Oversold RSIs at Wednesday’s 2703.75 low is also unfinished business requiring a retest. Fulfilling it, and preferably also 2702.25 — without breaking lower — would be bullish going into the weekend. Similarly, their break at any time would be bearish.
Details and other markets coverage are discussed in the post-market Wrap recording here.
Monitor overnight Globex trading in the chaRTroom here.
Daily Spot…
A daily summary of high-profile members of several complexes… View a more detailed discussion of each chart at the end of today’s Market Wrap.
Eurodollar Jun Contract (EC, ETF: (FXE, UUP))
Tuesday’s “ineffectual pessimism” completed its recovery by gapping up Wednesday to test Monday’s 1.2450 high. Closing any higher would confirm the rally had resumed, targeting 1.2510-1.2535.
Gold Jun Contract (GC, ETF: (GLD))
Firming overnight to gap up Wednesday at fresh recovery highs only ranged sideways intraday, which is still enough to maintain the minimum upside objectives at 1361.00-1364.00.
Silver May Contract (SI, ETF: (SLV))
Extending higher overnight after Tuesday had already filled the gap back up to 16.80 was improved overnight to gap up Wednesday and extend through 17.25, confirming the upside momentum remains intact, next targeting 17.37 and 17.65.
30-year Treasury Jun Contract (US, ETF: (TLT))
Overnight weakness was too shallow to yet invalidate the corrective bounce targeting 146-10, which was attacked to within a quarter-point Tuesday.
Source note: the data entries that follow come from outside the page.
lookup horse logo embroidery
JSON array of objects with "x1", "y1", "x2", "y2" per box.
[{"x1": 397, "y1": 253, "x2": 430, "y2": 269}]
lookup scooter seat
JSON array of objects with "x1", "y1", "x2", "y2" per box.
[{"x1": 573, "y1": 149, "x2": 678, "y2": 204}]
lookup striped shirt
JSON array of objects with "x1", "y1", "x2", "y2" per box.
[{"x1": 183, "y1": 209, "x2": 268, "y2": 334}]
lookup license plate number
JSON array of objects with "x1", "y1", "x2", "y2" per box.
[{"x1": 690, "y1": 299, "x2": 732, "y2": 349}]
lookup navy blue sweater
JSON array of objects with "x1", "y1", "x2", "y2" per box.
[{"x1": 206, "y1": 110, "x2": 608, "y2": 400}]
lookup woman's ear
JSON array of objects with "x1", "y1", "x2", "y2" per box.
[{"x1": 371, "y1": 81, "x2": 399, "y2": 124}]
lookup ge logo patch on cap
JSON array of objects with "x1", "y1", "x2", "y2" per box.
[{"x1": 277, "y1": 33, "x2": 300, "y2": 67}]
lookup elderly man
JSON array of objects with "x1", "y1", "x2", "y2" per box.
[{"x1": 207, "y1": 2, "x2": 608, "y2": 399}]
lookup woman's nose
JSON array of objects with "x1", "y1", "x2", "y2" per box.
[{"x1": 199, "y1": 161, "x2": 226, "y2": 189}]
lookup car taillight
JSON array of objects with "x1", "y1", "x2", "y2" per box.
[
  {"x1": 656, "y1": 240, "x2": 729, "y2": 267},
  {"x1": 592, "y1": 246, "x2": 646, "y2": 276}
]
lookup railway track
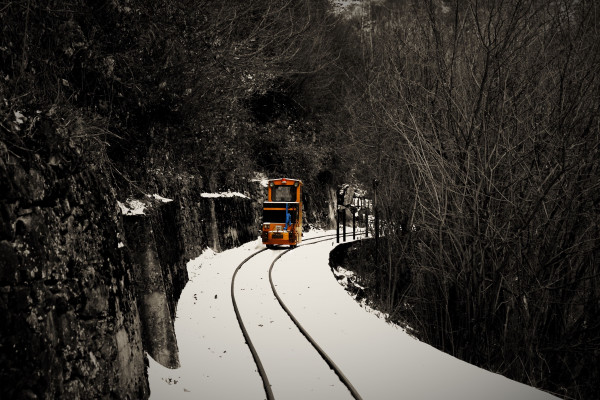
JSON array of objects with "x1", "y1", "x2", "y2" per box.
[{"x1": 231, "y1": 232, "x2": 363, "y2": 400}]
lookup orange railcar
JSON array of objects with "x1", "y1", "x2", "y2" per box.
[{"x1": 261, "y1": 178, "x2": 303, "y2": 248}]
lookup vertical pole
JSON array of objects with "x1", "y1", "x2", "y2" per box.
[
  {"x1": 342, "y1": 209, "x2": 346, "y2": 242},
  {"x1": 365, "y1": 200, "x2": 369, "y2": 237},
  {"x1": 373, "y1": 179, "x2": 379, "y2": 267}
]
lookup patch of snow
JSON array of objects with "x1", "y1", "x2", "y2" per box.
[
  {"x1": 250, "y1": 172, "x2": 269, "y2": 187},
  {"x1": 117, "y1": 199, "x2": 146, "y2": 215},
  {"x1": 146, "y1": 193, "x2": 173, "y2": 203},
  {"x1": 148, "y1": 230, "x2": 555, "y2": 400},
  {"x1": 14, "y1": 111, "x2": 27, "y2": 125}
]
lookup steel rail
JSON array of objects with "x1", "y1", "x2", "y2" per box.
[
  {"x1": 269, "y1": 234, "x2": 362, "y2": 400},
  {"x1": 231, "y1": 232, "x2": 363, "y2": 400}
]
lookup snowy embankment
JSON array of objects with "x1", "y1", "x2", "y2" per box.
[{"x1": 149, "y1": 232, "x2": 554, "y2": 400}]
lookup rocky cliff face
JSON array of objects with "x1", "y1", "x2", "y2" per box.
[
  {"x1": 0, "y1": 142, "x2": 262, "y2": 399},
  {"x1": 0, "y1": 142, "x2": 148, "y2": 398}
]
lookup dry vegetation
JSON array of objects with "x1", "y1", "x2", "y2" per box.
[{"x1": 338, "y1": 0, "x2": 600, "y2": 399}]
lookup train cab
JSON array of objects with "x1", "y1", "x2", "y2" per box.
[{"x1": 261, "y1": 178, "x2": 303, "y2": 248}]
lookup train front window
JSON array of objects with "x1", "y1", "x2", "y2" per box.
[
  {"x1": 263, "y1": 210, "x2": 297, "y2": 224},
  {"x1": 271, "y1": 185, "x2": 296, "y2": 201}
]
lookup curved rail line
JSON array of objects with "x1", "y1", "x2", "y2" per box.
[{"x1": 231, "y1": 232, "x2": 364, "y2": 400}]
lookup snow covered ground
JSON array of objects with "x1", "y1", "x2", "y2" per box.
[{"x1": 148, "y1": 232, "x2": 555, "y2": 400}]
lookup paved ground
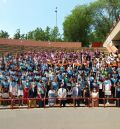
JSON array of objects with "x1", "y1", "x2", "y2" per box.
[{"x1": 0, "y1": 108, "x2": 120, "y2": 129}]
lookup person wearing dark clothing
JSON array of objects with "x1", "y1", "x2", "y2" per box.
[
  {"x1": 72, "y1": 83, "x2": 82, "y2": 107},
  {"x1": 29, "y1": 84, "x2": 37, "y2": 107},
  {"x1": 116, "y1": 82, "x2": 120, "y2": 107}
]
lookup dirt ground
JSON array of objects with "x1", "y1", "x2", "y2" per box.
[{"x1": 0, "y1": 108, "x2": 120, "y2": 129}]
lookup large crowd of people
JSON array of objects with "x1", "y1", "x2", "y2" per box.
[{"x1": 0, "y1": 49, "x2": 120, "y2": 107}]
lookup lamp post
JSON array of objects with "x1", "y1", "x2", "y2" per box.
[{"x1": 55, "y1": 7, "x2": 58, "y2": 27}]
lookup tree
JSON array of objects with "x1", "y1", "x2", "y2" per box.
[
  {"x1": 63, "y1": 0, "x2": 120, "y2": 46},
  {"x1": 0, "y1": 30, "x2": 9, "y2": 38},
  {"x1": 63, "y1": 5, "x2": 93, "y2": 46},
  {"x1": 13, "y1": 29, "x2": 21, "y2": 39},
  {"x1": 50, "y1": 27, "x2": 62, "y2": 42},
  {"x1": 90, "y1": 0, "x2": 120, "y2": 41}
]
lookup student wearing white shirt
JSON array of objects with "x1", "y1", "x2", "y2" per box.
[{"x1": 58, "y1": 84, "x2": 67, "y2": 107}]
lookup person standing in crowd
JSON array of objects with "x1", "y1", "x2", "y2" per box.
[
  {"x1": 18, "y1": 79, "x2": 24, "y2": 106},
  {"x1": 37, "y1": 83, "x2": 46, "y2": 108},
  {"x1": 48, "y1": 87, "x2": 56, "y2": 107},
  {"x1": 72, "y1": 83, "x2": 82, "y2": 107},
  {"x1": 58, "y1": 84, "x2": 67, "y2": 107},
  {"x1": 103, "y1": 77, "x2": 112, "y2": 104},
  {"x1": 91, "y1": 88, "x2": 99, "y2": 107},
  {"x1": 29, "y1": 83, "x2": 37, "y2": 107},
  {"x1": 83, "y1": 85, "x2": 90, "y2": 106},
  {"x1": 115, "y1": 82, "x2": 120, "y2": 107}
]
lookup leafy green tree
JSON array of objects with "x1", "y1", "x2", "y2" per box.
[
  {"x1": 63, "y1": 0, "x2": 120, "y2": 46},
  {"x1": 63, "y1": 5, "x2": 93, "y2": 46},
  {"x1": 0, "y1": 30, "x2": 9, "y2": 38},
  {"x1": 13, "y1": 29, "x2": 21, "y2": 39}
]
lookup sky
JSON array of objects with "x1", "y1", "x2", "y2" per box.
[{"x1": 0, "y1": 0, "x2": 95, "y2": 37}]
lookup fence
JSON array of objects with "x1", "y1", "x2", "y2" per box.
[{"x1": 0, "y1": 97, "x2": 120, "y2": 109}]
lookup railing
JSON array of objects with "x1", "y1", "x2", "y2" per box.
[{"x1": 0, "y1": 97, "x2": 120, "y2": 109}]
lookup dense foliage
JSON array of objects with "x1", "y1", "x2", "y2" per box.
[{"x1": 0, "y1": 0, "x2": 120, "y2": 46}]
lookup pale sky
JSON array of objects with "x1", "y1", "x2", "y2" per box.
[{"x1": 0, "y1": 0, "x2": 95, "y2": 35}]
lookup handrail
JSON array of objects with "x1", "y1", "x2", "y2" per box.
[{"x1": 0, "y1": 97, "x2": 120, "y2": 109}]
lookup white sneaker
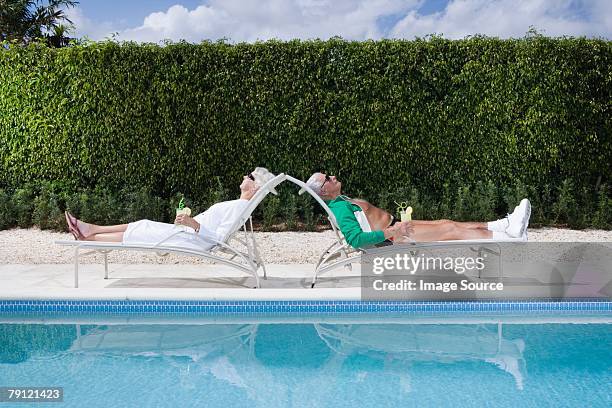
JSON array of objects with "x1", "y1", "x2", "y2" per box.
[
  {"x1": 506, "y1": 198, "x2": 531, "y2": 238},
  {"x1": 487, "y1": 216, "x2": 510, "y2": 232}
]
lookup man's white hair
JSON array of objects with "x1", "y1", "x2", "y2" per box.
[
  {"x1": 306, "y1": 173, "x2": 323, "y2": 195},
  {"x1": 251, "y1": 167, "x2": 277, "y2": 194}
]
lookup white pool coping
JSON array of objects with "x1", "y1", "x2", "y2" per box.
[{"x1": 0, "y1": 264, "x2": 361, "y2": 301}]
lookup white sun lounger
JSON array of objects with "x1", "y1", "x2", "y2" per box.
[
  {"x1": 285, "y1": 175, "x2": 524, "y2": 288},
  {"x1": 55, "y1": 173, "x2": 285, "y2": 288}
]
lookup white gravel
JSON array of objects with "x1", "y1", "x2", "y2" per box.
[{"x1": 0, "y1": 228, "x2": 612, "y2": 264}]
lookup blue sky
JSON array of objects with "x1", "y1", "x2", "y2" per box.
[{"x1": 68, "y1": 0, "x2": 612, "y2": 42}]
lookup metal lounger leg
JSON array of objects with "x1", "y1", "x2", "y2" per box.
[
  {"x1": 74, "y1": 246, "x2": 79, "y2": 288},
  {"x1": 104, "y1": 252, "x2": 108, "y2": 279}
]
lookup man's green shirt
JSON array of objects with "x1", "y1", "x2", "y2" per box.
[{"x1": 325, "y1": 196, "x2": 385, "y2": 248}]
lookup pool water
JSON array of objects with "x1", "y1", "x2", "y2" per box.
[{"x1": 0, "y1": 323, "x2": 612, "y2": 407}]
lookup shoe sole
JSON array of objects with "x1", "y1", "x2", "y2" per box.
[{"x1": 505, "y1": 198, "x2": 531, "y2": 238}]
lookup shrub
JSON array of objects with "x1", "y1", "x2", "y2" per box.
[
  {"x1": 12, "y1": 184, "x2": 36, "y2": 228},
  {"x1": 0, "y1": 189, "x2": 17, "y2": 230}
]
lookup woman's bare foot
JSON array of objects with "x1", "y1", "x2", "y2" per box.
[{"x1": 76, "y1": 219, "x2": 95, "y2": 240}]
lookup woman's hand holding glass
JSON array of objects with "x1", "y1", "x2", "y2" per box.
[{"x1": 174, "y1": 214, "x2": 200, "y2": 231}]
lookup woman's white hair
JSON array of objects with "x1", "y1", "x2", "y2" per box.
[{"x1": 251, "y1": 167, "x2": 278, "y2": 194}]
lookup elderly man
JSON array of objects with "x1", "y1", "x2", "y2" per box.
[{"x1": 306, "y1": 173, "x2": 531, "y2": 248}]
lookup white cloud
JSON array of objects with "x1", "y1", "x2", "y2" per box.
[
  {"x1": 65, "y1": 6, "x2": 119, "y2": 40},
  {"x1": 71, "y1": 0, "x2": 612, "y2": 42},
  {"x1": 389, "y1": 0, "x2": 612, "y2": 38},
  {"x1": 113, "y1": 0, "x2": 421, "y2": 42}
]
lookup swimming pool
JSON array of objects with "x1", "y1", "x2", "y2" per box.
[{"x1": 0, "y1": 313, "x2": 612, "y2": 407}]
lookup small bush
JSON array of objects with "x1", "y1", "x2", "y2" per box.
[
  {"x1": 32, "y1": 183, "x2": 67, "y2": 230},
  {"x1": 0, "y1": 189, "x2": 17, "y2": 230},
  {"x1": 121, "y1": 188, "x2": 166, "y2": 222},
  {"x1": 12, "y1": 184, "x2": 36, "y2": 228},
  {"x1": 591, "y1": 184, "x2": 612, "y2": 229}
]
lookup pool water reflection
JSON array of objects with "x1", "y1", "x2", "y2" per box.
[{"x1": 0, "y1": 323, "x2": 612, "y2": 407}]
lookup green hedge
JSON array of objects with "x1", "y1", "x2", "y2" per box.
[
  {"x1": 0, "y1": 179, "x2": 612, "y2": 231},
  {"x1": 0, "y1": 35, "x2": 612, "y2": 230}
]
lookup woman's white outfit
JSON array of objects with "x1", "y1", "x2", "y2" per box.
[{"x1": 123, "y1": 199, "x2": 249, "y2": 250}]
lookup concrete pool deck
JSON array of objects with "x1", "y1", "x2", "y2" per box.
[
  {"x1": 0, "y1": 264, "x2": 361, "y2": 300},
  {"x1": 0, "y1": 263, "x2": 610, "y2": 301}
]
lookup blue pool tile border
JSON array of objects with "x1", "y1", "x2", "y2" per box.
[{"x1": 0, "y1": 299, "x2": 612, "y2": 315}]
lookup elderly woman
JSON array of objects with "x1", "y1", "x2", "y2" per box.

But extending down through the noon hour did test the 145-04 sell signal whose break would start to signal a new downleg is underway.
Crude Oil Jun Contract (CL, ETF: (USO, USL) (UWTI-long, DWTI-short))
[Coverage has rolled forward to Jun, trading at a 10-cent discount from May] Tuesday’s last-minute trigger of downtrending pivotal resistance was extended overnight to gap up Wednesday, filling the gap back up to Friday’s 67.20 close. Extending through 67.60 confirms the rally is now targeting 69.50.
Natural Gas May Contract (NG, ETF: (UNG, UNL))
Wednesday started by still testing the 2.75 bounce limit, which keeps alive the potential for fresh lows down to 2.52. A post-open bounce up to 2.79 was retraced back down to 2.75, maintaining the distributive pattern.